Besides, the lack of exercise in my life and feeling like a big blob, I have been diverting my energy that was once reserved for working out to other things in my life such as my husband, my kids, the house, baking, I’ve even been picking the guitar back up lately. It feels good to be doing all of those things. So, in some ways my break from a regular fitness routine has definitely had some hidden gems.

But it’s time to get back into the swing of things. I’m hoping that this desperation I am feeling right now will be what I need to kickstart my fitness habit because I really need it back.

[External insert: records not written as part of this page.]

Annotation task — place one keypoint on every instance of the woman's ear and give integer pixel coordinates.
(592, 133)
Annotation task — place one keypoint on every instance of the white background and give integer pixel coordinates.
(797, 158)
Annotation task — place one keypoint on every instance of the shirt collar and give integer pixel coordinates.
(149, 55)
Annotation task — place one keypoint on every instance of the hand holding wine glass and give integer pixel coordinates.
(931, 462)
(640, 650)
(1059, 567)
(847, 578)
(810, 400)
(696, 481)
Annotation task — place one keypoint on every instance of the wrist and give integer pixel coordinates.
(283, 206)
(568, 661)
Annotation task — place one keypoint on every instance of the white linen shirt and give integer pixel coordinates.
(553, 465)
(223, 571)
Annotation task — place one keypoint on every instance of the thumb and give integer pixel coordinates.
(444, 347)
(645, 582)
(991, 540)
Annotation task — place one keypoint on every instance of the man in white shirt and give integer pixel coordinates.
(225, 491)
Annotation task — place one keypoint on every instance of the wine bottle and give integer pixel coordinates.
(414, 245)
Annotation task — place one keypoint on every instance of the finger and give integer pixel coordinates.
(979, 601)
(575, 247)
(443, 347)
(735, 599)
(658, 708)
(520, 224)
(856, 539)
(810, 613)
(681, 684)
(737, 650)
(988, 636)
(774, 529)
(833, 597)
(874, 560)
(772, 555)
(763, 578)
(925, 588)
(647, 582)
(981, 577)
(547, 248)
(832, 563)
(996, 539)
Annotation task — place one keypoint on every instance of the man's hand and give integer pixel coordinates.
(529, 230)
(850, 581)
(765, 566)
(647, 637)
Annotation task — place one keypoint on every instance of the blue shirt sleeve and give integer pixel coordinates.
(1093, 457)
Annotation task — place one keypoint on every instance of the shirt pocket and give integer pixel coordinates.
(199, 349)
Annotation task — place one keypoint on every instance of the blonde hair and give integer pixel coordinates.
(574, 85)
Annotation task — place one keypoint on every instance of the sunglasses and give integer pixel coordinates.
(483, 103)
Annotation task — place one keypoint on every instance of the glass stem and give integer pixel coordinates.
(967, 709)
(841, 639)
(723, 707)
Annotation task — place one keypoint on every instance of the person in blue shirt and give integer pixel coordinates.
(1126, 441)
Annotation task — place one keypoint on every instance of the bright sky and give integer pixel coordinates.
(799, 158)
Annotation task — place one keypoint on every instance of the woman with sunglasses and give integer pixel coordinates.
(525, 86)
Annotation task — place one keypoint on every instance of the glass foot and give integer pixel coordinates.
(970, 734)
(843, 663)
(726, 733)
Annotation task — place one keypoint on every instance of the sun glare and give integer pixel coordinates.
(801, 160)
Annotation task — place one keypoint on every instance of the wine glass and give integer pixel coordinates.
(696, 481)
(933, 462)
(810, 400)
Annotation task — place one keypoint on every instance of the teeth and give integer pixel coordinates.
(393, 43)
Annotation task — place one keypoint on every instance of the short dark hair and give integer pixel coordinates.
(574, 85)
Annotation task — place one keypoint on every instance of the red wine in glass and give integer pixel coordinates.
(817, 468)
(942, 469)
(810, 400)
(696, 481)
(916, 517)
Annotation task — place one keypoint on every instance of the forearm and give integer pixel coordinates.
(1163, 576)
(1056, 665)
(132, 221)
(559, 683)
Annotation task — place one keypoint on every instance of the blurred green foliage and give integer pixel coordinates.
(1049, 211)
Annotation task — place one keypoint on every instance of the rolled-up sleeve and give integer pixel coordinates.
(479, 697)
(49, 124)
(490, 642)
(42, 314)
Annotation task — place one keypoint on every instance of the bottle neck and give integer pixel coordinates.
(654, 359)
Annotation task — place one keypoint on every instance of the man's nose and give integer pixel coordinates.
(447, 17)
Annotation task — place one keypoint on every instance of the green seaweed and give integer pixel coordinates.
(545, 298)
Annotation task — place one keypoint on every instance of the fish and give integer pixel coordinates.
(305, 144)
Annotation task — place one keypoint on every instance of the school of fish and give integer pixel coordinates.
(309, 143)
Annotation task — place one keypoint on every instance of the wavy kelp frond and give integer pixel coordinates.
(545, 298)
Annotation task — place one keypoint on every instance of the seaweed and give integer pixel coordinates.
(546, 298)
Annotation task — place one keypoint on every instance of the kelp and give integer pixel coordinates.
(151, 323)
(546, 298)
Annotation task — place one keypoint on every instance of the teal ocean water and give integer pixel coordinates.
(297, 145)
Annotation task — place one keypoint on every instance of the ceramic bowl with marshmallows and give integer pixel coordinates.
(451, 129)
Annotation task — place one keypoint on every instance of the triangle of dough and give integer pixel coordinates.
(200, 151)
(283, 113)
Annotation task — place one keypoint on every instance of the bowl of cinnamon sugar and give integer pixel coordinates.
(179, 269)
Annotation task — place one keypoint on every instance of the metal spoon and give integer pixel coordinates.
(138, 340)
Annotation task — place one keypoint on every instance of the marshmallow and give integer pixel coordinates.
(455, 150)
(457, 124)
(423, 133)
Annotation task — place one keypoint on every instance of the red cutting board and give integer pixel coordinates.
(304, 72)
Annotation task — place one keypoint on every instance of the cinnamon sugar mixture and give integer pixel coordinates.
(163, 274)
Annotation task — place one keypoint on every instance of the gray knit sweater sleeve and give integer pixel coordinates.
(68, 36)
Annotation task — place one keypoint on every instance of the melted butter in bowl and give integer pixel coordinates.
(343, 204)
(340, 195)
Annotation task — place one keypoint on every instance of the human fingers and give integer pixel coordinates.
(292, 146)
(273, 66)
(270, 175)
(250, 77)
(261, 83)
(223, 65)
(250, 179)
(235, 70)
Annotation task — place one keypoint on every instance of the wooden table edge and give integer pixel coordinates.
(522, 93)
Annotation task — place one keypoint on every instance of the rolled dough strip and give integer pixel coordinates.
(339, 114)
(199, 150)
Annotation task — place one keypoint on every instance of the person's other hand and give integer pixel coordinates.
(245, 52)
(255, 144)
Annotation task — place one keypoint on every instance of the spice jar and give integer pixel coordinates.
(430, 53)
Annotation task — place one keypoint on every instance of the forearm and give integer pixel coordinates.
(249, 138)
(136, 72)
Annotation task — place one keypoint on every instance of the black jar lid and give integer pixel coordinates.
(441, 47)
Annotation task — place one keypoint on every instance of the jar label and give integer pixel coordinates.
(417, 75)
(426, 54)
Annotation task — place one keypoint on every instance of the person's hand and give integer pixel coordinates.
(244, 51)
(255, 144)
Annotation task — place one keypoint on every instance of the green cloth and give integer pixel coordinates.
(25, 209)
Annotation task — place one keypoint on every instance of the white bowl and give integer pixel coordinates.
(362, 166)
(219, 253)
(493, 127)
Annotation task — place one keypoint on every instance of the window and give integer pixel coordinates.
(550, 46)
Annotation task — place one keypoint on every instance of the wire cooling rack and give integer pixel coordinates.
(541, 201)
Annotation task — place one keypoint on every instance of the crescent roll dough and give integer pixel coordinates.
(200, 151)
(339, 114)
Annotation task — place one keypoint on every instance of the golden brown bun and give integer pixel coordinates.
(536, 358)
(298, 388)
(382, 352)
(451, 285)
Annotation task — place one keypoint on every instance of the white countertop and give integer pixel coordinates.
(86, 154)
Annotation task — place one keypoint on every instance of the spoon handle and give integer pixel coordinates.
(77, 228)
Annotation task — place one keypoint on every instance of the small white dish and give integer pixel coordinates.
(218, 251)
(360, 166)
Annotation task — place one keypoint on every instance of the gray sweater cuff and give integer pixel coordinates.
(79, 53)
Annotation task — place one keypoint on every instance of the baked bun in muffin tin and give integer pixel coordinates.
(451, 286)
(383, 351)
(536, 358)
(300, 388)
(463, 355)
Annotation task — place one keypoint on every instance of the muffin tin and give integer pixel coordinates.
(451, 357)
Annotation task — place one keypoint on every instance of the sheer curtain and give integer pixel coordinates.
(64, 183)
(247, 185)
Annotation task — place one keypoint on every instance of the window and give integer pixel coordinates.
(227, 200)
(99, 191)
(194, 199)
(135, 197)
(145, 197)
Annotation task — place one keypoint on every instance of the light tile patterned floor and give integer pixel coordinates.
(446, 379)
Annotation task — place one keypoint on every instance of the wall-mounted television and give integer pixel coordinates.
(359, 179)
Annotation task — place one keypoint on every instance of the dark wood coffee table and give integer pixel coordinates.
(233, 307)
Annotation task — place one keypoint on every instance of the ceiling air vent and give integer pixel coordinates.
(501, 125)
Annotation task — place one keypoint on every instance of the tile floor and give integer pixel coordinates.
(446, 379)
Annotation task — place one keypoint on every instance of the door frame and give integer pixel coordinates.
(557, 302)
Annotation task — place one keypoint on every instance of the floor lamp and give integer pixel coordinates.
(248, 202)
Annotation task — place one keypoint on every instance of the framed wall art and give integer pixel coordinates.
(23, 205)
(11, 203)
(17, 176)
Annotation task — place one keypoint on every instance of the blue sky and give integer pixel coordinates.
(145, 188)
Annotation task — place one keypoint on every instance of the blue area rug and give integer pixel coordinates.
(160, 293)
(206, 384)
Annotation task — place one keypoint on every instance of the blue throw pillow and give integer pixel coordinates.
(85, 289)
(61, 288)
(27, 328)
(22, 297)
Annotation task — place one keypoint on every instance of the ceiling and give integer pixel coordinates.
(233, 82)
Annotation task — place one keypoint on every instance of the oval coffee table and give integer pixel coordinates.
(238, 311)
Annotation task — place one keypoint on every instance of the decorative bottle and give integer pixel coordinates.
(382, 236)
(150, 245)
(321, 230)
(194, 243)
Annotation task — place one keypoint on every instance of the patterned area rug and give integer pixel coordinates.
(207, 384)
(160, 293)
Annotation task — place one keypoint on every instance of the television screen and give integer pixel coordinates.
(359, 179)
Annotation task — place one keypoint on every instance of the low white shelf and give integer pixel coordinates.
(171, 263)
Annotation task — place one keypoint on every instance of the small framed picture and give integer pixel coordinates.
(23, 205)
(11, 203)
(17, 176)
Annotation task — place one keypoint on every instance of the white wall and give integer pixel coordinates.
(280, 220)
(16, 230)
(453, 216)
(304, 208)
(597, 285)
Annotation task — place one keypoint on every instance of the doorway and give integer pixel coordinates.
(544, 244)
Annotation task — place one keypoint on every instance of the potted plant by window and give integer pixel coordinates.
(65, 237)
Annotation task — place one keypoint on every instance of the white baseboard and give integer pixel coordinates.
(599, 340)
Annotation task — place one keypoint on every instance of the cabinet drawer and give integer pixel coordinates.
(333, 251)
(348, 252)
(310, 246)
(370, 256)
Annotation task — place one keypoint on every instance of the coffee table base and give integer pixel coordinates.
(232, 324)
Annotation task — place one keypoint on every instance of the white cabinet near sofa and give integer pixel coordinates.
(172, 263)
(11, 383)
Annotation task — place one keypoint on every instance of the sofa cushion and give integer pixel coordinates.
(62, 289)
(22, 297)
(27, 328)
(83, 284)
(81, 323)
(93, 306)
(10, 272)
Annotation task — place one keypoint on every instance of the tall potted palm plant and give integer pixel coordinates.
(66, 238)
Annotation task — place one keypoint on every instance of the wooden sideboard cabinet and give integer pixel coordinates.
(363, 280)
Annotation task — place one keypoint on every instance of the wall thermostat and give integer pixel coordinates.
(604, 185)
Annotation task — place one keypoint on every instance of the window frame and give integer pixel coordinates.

4½ weeks and still no running. I went out for a short run on Sunday morning but my back is not ready to handle anything yet. The run aggravated my disc, which in turn hurt for two days afterward. I will continue to cease running until my physical therapist says it’s okay to try. I’m still only sleeping in one of two positions: my left side or my right side. Six months now which is a longer period of sleeping discomfort than either of my pregnancies were. I’m glad that I didn’t have any serious fall racing plans to feel disappointed about. More than likely I won’t be running the 50 miler in November. I just don’t see how I could possibly be ready for it in time, that is, IF my therapist even gives me the go-ahead within the next three weeks, which I highly doubt.

I miss my private time out in the woods as well as the hours I would spend running and hanging out with my friends. It’s a bit strange not having running in my life like that right now, but I’d much rather heal and get back to that rather than turn my back on it for good. I know it will be there, and so will my friends. It’s just a matter of time.